WolfgangM. antwortete am 12.07.02 (11:52):


WolfgangM. [wolfgangmuecke@t-online.de]
Das ist das Problem "Religion" und "Trennung von Staat und Kirche" angesprochen. Ein schwieriges Thema, weil man ein paar Warheiten bemerken muß, die zum Widerspruch reizen könnten:

Wenn wir es mit der Trennung von Staat und Kirche ernst nehmen würden, dürfte auch kein kirchlicher Religionsunterricht an öffentlichen Schulen stattfinden.

Es dürften auch keine Priester oder Nonnen in ihrer religösen Kleidung an Schulen unterrichten.

Es dürften auch keine kirchlichen Symbole in Schulen gezeigt werden.

Die Schule ist dann religiös frei und die Schülerinnen und Schüler könnten ohne in eine bestimmt Richtung gedrängt zu werden frei und offen lernen.

Wer seine Kinder religiös von der Kirche zusätzlich unterrichtet haben möchte, muß dann seine Kinder in eine kirchliche Einrichtung schicken, außerhalb des regulären Unterrichtes.

Anstelle von kirchlichem Religionsunterricht kann ein Fach
"Religionskunde" eingerichtet werden. Und hier können die Kinder dann unbefangen und unbeeinflußt mit allen Religionen vertraut gemacht werden. Vielleicht baut das dann auch Differenzen unter den Kindern ab, wenn man lernt, wie der andere, aus einer anderen Religion, denkt.

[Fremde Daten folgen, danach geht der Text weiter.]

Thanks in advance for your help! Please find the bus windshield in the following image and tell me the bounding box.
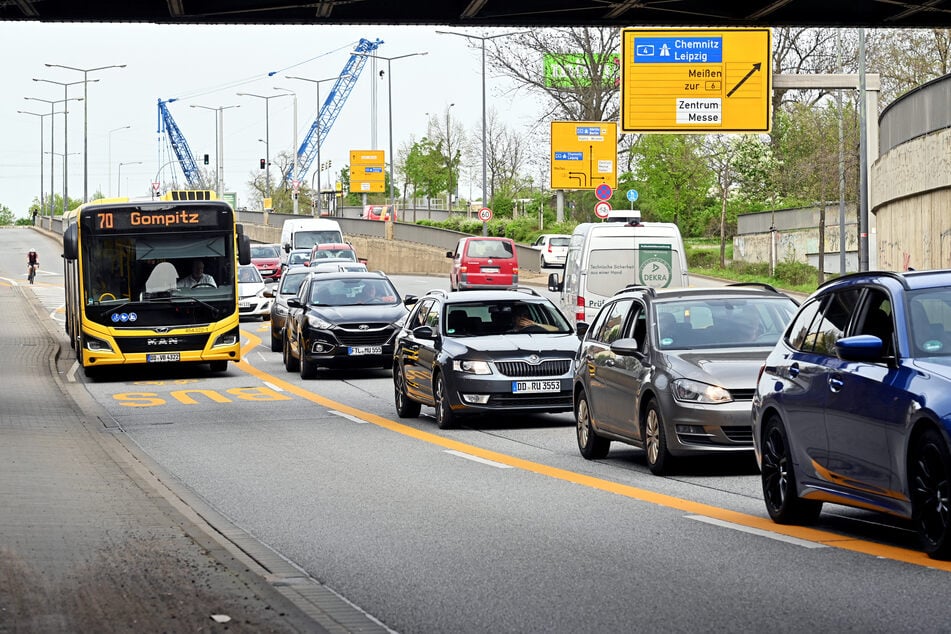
[82,232,235,328]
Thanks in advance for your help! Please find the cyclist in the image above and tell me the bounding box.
[26,249,40,282]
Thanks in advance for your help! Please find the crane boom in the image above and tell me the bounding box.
[286,38,383,183]
[158,99,205,189]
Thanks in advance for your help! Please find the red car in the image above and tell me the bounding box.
[251,244,283,282]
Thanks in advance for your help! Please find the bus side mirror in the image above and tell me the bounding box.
[63,223,79,260]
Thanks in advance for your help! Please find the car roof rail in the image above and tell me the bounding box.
[727,282,779,293]
[614,284,657,297]
[515,286,541,297]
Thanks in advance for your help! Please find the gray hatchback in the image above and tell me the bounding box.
[573,284,797,475]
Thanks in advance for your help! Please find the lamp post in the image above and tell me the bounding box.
[46,64,125,203]
[274,86,300,215]
[446,103,456,215]
[189,104,241,198]
[237,92,289,198]
[284,73,350,217]
[24,97,83,221]
[33,77,90,212]
[106,125,132,196]
[356,51,429,210]
[44,152,79,215]
[436,31,530,235]
[17,110,53,221]
[116,161,142,196]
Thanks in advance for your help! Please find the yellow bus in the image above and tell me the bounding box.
[63,190,251,376]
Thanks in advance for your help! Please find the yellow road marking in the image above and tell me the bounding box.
[235,331,951,572]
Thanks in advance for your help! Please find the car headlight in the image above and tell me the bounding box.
[672,379,733,403]
[452,359,492,374]
[307,315,333,330]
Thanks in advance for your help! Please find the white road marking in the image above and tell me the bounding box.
[686,515,828,548]
[445,449,512,469]
[329,409,369,425]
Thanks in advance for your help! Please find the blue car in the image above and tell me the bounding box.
[752,271,951,559]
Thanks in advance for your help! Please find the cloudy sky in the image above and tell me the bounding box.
[0,22,539,217]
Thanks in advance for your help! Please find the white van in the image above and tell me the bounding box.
[548,211,688,324]
[281,218,344,253]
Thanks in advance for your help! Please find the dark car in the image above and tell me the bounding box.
[393,289,578,429]
[264,266,311,352]
[574,285,796,475]
[752,271,951,559]
[283,271,406,379]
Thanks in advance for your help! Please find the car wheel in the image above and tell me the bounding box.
[762,415,822,524]
[575,392,611,460]
[284,332,300,372]
[297,340,317,379]
[909,429,951,559]
[433,374,453,429]
[644,400,674,475]
[393,367,421,418]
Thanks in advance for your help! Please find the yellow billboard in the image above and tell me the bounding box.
[551,121,617,189]
[621,28,772,133]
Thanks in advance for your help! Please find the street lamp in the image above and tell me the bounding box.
[116,161,142,196]
[436,31,530,235]
[17,110,53,221]
[274,86,300,215]
[189,104,241,198]
[446,103,456,215]
[237,92,290,198]
[106,124,132,196]
[44,152,79,215]
[284,73,350,217]
[24,97,83,220]
[33,77,91,212]
[46,64,125,203]
[354,51,429,210]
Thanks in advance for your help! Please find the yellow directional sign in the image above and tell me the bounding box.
[621,28,772,133]
[551,121,617,189]
[350,150,386,193]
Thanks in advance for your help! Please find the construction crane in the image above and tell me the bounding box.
[285,38,383,184]
[157,99,205,189]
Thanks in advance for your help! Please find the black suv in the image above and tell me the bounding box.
[283,271,406,379]
[574,284,797,475]
[393,288,578,429]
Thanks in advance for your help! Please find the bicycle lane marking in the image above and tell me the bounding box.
[234,331,951,572]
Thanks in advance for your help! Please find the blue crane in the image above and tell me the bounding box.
[157,99,205,189]
[285,38,383,183]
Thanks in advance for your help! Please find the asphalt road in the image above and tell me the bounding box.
[0,228,951,632]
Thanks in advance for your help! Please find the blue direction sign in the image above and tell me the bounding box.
[594,183,614,200]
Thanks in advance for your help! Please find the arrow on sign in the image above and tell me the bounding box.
[726,62,762,97]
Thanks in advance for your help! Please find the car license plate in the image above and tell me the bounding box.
[512,381,561,394]
[347,346,383,356]
[145,352,182,363]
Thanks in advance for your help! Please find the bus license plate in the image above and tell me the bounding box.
[145,352,182,363]
[347,346,383,356]
[512,381,561,394]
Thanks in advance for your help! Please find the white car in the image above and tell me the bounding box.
[238,264,271,320]
[532,233,571,269]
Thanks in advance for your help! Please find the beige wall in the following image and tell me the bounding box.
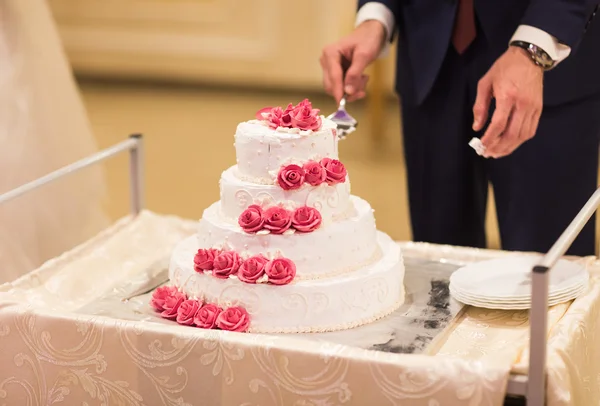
[50,0,392,90]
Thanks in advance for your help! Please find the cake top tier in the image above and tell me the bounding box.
[235,99,338,183]
[256,99,323,133]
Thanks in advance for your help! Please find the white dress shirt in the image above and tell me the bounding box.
[355,1,571,65]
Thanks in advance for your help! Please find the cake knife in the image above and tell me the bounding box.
[327,95,358,140]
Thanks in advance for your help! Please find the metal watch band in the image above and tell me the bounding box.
[510,41,556,70]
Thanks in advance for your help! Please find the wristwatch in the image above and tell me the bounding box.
[510,41,556,70]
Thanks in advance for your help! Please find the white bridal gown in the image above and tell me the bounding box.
[0,0,107,283]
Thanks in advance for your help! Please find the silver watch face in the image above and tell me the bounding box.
[528,44,554,69]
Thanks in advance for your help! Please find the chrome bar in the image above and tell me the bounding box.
[129,134,144,215]
[527,189,600,406]
[0,138,141,208]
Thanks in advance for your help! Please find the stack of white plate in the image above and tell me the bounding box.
[450,256,589,310]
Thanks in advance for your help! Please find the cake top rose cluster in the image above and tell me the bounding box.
[256,99,322,131]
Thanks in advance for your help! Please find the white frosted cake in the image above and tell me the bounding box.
[151,100,404,333]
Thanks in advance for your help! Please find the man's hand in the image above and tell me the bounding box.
[321,20,386,103]
[473,47,544,158]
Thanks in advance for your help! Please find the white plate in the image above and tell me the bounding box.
[450,282,587,303]
[450,255,588,300]
[451,286,587,310]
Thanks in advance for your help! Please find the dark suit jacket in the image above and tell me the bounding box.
[358,0,600,105]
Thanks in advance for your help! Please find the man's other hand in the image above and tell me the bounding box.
[473,46,544,158]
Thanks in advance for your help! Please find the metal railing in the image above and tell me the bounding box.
[524,189,600,406]
[0,134,144,215]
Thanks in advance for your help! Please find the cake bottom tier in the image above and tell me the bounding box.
[169,232,404,333]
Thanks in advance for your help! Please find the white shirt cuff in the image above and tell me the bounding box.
[354,1,396,57]
[510,25,571,65]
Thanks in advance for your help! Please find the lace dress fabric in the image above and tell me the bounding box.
[0,0,108,282]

Utopie? Natürlich, die Kirchen, gestärkt durch Milliardenzuwendungen unseres Staates werden nicht ihre
Machtstellung aufgeben.


Felix Schweizer antwortete am 12.07.02 (13:01):

Wir haben in einigen Kantonen eine mehr oder weniger scharfe Trennung von Kirche und Staat. Der Religionsunterricht ist freiwillig und wird von Personen unterrichtet, die von den Landeskirchen gestellt werden. In der Regel werden Räumlichkeiten und Platz im Pensum von der Schule angeboten. Es gibt auch für alle einen obligatorischen Unterricht, der früher "Biblischer Unterricht" hiess. Heute heisst er in gewissen Lehrplänen auch "Lebenskunde". Es geht in diesen Stunden vorallem um die Verhaltensethik, die Gewissensbildung und die Beziehungen zwischen den Menschen. Dem Klassenlehrer, der diesen Unterricht unabhängig von seiner Konfession geben muss, ist weitgehend frei, wie er dieses Thema angehen will. Es liegt auch drin, dass man von Bibeltexten ausgeht (Gleichnisse, Bergpredigt etc.). Ich selber ging meist von bestehenden Konfliktsituationen unter den Schülern/innen aus ... also ganz konkret. Es waren meistens Sozialisierungsgespräche. Ich vermied bewusst auf irgend eine bestimmte Religion bezug zu nehmen ... oder wenn schon vergleichend. Meine Schülerinnen in der Integrationsklasse kamen aus den verschiedensten Religionen.
Ich bin klar dagegen, dass Ordensleute in einer öffentlichen Schule unterrichten dürfen!